The next step

Simon Marlow simonmar@microsoft.com
Fri, 25 May 2001 13:05:23 +0100


Hi folks,

I'd like to propose a way forward for developing the library collection.
Apologies for the huge message ... ;-)

The guiding principle I think we should use is one of "devolved
responsibility": that is, rather than choose a committee of people to
oversee the project, we let the community at large do it.  Individual
libraries will have their own keepers: either authors or a small group
of interested individuals.

Having said that, there will occasionally be a need for a way to resolve
disputes and a driving force to keep the project headed in the right
direction.  Therefore I suggest we start with a single representative
from each compiler camp (to avoid any drift toward one particular
implementation and try to keep us on the straight and narrow
portability-wise).  Initially this would be Malcolm, myself, and someone
from the Hugs camp yet to be decided.  Our primary responsibilities
would be

   - assigning control of libraries to individuals,
   - allocating places in the "managed" portion of the hierarchy
   - advising on style and portability policies, developing and
     maintaining style and portability guidelines
   - trying to keep things consistent across the hierarchy

The next step is to write a document setting out the conventions and
guidelines for the library collection.  There's a rough outline below,
which mentions several points we still need to resolve.

- Haskell Libraries Document ---------------

  - License (specify?)

  - Hierarchy design guidelines

    - Hierarchy layout guidelines/policy.
      - Allocation of top-level categories:
        - "managed" categories
        - domain names or email addresses

    - Naming policy for modules
      - abbreviate / don't abbreviate (Network vs. Net)
      - pluralise / don't pluralise (Generics, Dynamic)
      - follows name of type/class or describes functionality
      - capitalization of acronyms
 =20
  - Library status
    - experimental/stable
    - compiler-specific/portable.
 =20
  - Portability considerations

  - Library ownership
    - responsibilities of library owner

  - Documentation
    - HaskellDoc?

  - Versioning
    - of the whole collection
    - of individual modules (can a module exist with several versions
      simultaneously, can you import a specific version?)

  - Haskell library style and naming conventions
    - function/type/class naming guidelines
      - assume qualified import? (IORef.new vs. newIORef)
      - for a module which provides an instance, should it also export
        non-overloaded versions of the methods (like Edison)?
    - standard module header
      - copyright
      - status (stable, experimental)
      - portability (standard, specific to certain compilers)

  - Testing policy
    - libraries should come with a test suite.

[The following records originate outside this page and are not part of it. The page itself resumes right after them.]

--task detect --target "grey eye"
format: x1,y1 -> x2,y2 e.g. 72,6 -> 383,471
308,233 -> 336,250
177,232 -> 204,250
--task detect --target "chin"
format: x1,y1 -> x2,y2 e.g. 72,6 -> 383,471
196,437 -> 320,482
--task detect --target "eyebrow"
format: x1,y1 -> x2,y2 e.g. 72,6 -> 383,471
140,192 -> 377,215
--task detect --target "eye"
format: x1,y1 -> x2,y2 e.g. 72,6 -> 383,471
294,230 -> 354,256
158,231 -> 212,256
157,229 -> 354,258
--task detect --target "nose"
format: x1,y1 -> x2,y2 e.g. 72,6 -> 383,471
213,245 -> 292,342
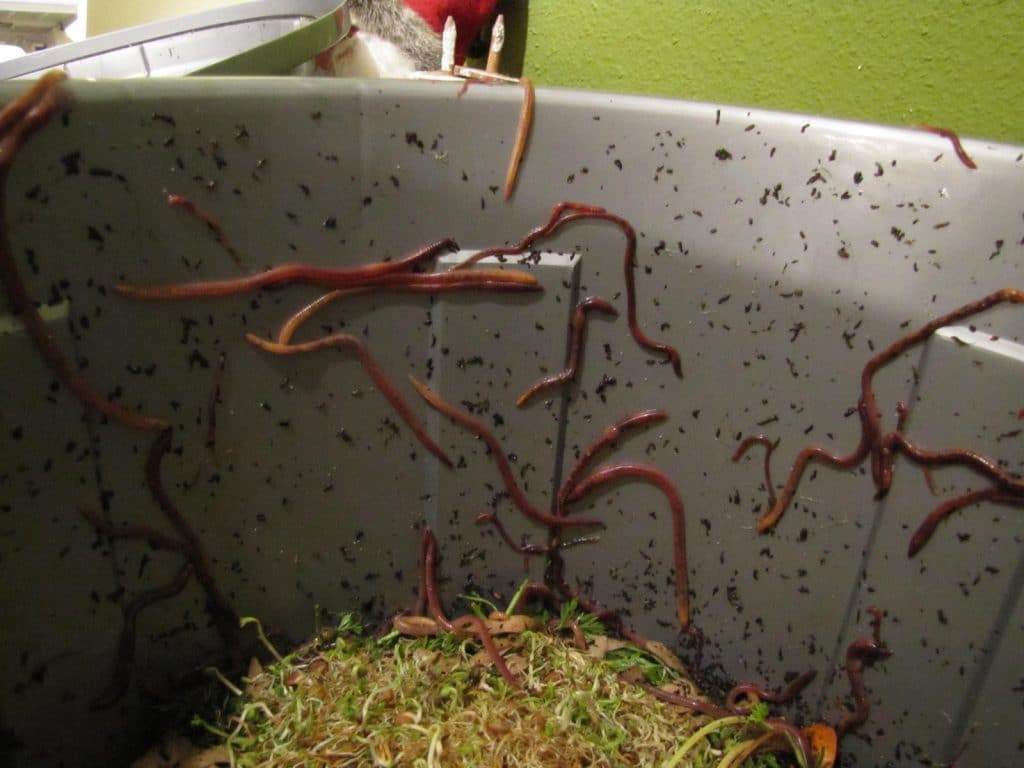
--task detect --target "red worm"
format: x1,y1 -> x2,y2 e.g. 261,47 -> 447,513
90,562 -> 193,710
517,582 -> 561,613
916,125 -> 978,170
565,462 -> 690,629
731,434 -> 779,510
544,561 -> 649,649
763,718 -> 815,768
78,506 -> 187,553
725,669 -> 817,710
421,528 -> 520,688
0,73 -> 168,433
146,430 -> 239,661
476,511 -> 554,556
115,263 -> 538,300
542,413 -> 665,634
475,511 -> 600,556
166,193 -> 243,267
754,409 -> 873,533
391,615 -> 439,637
408,376 -> 604,529
558,409 -> 668,509
837,611 -> 891,737
907,488 -> 1024,557
277,288 -> 369,344
640,695 -> 809,762
754,289 -> 1024,533
639,682 -> 732,719
453,202 -> 683,377
246,333 -> 453,468
452,201 -> 604,269
568,619 -> 588,650
881,431 -> 1024,497
860,289 -> 1023,493
139,237 -> 453,299
516,296 -> 618,407
503,77 -> 534,200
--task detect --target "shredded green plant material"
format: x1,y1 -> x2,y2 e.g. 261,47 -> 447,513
178,611 -> 806,768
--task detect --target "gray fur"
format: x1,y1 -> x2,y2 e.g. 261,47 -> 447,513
346,0 -> 443,70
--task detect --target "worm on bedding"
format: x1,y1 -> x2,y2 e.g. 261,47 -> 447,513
408,375 -> 604,529
246,333 -> 453,468
725,669 -> 817,710
516,296 -> 618,407
640,682 -> 731,719
421,528 -> 520,688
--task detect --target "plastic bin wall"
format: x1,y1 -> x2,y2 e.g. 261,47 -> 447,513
0,79 -> 1021,767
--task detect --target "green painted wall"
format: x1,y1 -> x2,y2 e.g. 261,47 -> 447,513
515,1 -> 1023,144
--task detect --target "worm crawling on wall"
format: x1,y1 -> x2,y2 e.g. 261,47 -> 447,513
737,290 -> 1024,555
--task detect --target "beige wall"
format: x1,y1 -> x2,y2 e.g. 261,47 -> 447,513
87,0 -> 250,36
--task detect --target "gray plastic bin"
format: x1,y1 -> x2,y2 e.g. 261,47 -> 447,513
0,78 -> 1021,767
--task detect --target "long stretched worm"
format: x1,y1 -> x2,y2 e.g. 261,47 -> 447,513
516,296 -> 618,407
115,262 -> 538,300
881,428 -> 1024,497
0,72 -> 168,433
453,73 -> 534,198
145,429 -> 240,661
503,77 -> 534,200
564,461 -> 690,629
246,333 -> 453,468
408,375 -> 604,529
125,237 -> 454,299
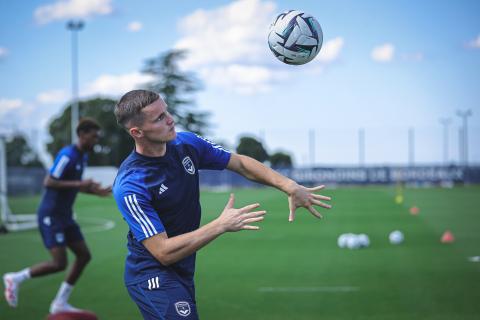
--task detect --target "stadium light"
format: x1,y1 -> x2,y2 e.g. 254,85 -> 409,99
66,20 -> 84,144
456,110 -> 472,166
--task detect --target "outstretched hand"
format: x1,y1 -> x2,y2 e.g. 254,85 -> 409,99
287,184 -> 332,222
91,183 -> 112,197
216,193 -> 266,232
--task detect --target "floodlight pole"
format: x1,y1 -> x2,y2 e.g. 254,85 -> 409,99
67,20 -> 84,144
439,118 -> 451,165
408,127 -> 415,167
456,110 -> 472,166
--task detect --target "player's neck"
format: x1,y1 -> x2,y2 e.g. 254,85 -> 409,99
135,141 -> 167,157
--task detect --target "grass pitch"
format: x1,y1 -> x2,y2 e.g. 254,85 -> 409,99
1,185 -> 479,319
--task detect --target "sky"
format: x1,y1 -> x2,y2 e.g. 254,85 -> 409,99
0,0 -> 479,167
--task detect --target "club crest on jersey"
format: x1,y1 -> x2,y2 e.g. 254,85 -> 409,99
182,156 -> 195,175
174,301 -> 191,317
55,233 -> 65,243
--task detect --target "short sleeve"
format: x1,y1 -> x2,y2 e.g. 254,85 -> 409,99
114,182 -> 165,242
187,133 -> 231,170
50,151 -> 71,179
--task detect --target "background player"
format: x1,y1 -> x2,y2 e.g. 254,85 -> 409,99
3,118 -> 111,314
113,90 -> 332,319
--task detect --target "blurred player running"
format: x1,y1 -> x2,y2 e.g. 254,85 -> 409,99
3,118 -> 111,314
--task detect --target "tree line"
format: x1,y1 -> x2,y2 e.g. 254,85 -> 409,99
5,50 -> 292,168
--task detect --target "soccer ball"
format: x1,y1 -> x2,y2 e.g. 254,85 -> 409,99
357,234 -> 370,248
389,230 -> 404,245
346,235 -> 361,249
268,10 -> 323,65
337,233 -> 350,248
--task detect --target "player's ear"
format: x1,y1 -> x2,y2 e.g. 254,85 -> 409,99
130,127 -> 143,138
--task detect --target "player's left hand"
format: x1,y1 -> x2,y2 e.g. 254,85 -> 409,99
287,184 -> 331,222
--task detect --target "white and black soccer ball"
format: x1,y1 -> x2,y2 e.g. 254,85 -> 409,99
357,234 -> 370,248
389,230 -> 404,245
268,10 -> 323,65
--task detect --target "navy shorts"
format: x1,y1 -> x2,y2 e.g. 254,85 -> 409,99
127,274 -> 199,320
38,215 -> 84,249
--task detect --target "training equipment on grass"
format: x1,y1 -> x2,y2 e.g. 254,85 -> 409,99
46,310 -> 98,320
409,206 -> 419,215
268,10 -> 323,65
441,230 -> 455,243
389,230 -> 404,245
337,233 -> 370,249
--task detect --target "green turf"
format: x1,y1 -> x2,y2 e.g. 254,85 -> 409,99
1,186 -> 479,319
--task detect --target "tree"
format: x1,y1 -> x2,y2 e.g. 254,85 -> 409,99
270,151 -> 293,168
143,50 -> 210,135
6,134 -> 43,167
236,136 -> 269,163
47,98 -> 132,167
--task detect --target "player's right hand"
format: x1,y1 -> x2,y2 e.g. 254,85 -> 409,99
78,179 -> 94,191
217,193 -> 266,232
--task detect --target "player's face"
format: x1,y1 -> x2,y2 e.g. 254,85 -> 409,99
79,129 -> 100,151
138,98 -> 176,143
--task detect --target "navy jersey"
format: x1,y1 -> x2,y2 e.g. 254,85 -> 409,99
113,132 -> 231,285
38,145 -> 87,220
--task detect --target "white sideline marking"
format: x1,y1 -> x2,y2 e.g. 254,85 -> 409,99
468,256 -> 480,262
78,217 -> 116,234
258,286 -> 359,293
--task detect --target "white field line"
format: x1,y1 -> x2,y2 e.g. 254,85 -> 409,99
258,286 -> 359,293
76,217 -> 116,234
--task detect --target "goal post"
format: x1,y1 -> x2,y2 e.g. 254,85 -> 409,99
0,136 -> 38,233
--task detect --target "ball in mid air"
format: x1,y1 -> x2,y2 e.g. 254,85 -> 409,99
268,10 -> 323,65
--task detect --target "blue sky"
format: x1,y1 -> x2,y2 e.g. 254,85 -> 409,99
0,0 -> 479,166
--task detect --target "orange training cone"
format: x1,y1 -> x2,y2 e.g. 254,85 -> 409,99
441,230 -> 455,243
409,206 -> 419,215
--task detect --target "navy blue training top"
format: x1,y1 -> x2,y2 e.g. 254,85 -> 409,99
113,132 -> 231,285
38,144 -> 87,220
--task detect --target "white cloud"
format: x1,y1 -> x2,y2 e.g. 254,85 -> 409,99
0,98 -> 23,115
174,0 -> 276,68
317,37 -> 344,63
174,0 -> 344,94
0,47 -> 8,59
371,43 -> 395,62
200,64 -> 287,95
34,0 -> 113,25
0,98 -> 39,135
127,21 -> 143,32
82,72 -> 154,97
466,34 -> 480,48
36,90 -> 68,104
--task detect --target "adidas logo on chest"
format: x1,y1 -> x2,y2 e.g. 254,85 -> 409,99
158,183 -> 168,195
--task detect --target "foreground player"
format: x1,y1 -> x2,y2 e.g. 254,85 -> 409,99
113,90 -> 332,319
3,118 -> 111,314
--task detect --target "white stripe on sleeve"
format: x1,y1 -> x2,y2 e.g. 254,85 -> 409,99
132,194 -> 158,235
127,195 -> 155,237
124,195 -> 150,238
52,155 -> 70,178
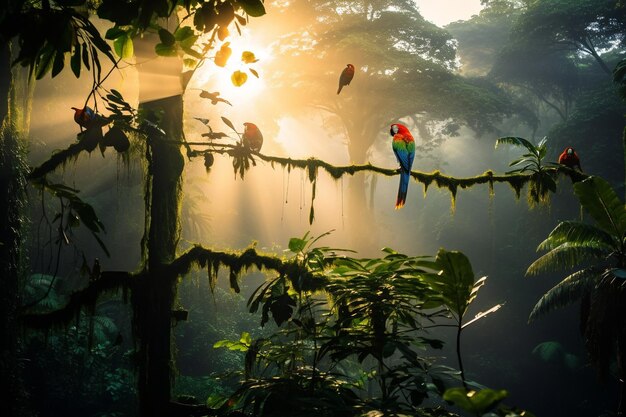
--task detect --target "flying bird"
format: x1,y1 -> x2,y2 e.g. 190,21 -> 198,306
337,64 -> 355,95
558,146 -> 582,171
390,123 -> 415,209
242,122 -> 263,152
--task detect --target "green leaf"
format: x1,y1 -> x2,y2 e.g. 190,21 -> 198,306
288,237 -> 306,253
527,245 -> 610,276
155,43 -> 178,57
537,221 -> 615,252
433,248 -> 477,318
174,26 -> 195,41
574,176 -> 626,238
114,35 -> 134,59
158,28 -> 176,46
443,387 -> 507,415
105,27 -> 126,40
35,46 -> 56,80
528,268 -> 600,321
237,0 -> 266,17
495,136 -> 537,153
239,331 -> 252,345
70,47 -> 81,78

-------------------------------

Comments and opinions on any of the issues from the list above are
welcome...
here are a couple of thoughts off the top of my head:

  - License: I'd prefer to specify a BSD-style (without advertising
    clause) license, with copyright on individual files remaining with
    the authors.  GPL code creates particular problems for us here,
    so I'm keen to avoid it if possible.

  - Let's aim for HaskellDoc long term, but since we're not close to
    arriving at a proposal for the documentation syntax we shouldn't
    wait for it - libraries can be converted to HaskellDoc later.

For the centralised source repository we can use cvs.haskell.org, with a
new 'libraries' module; library owners can be given accounts to maintain
their own libraries.  The source tree will need build systems for the
different compilers (for GHC I'll probably arrange things so that
libraries can be grafted onto fptools/ and use the build system there).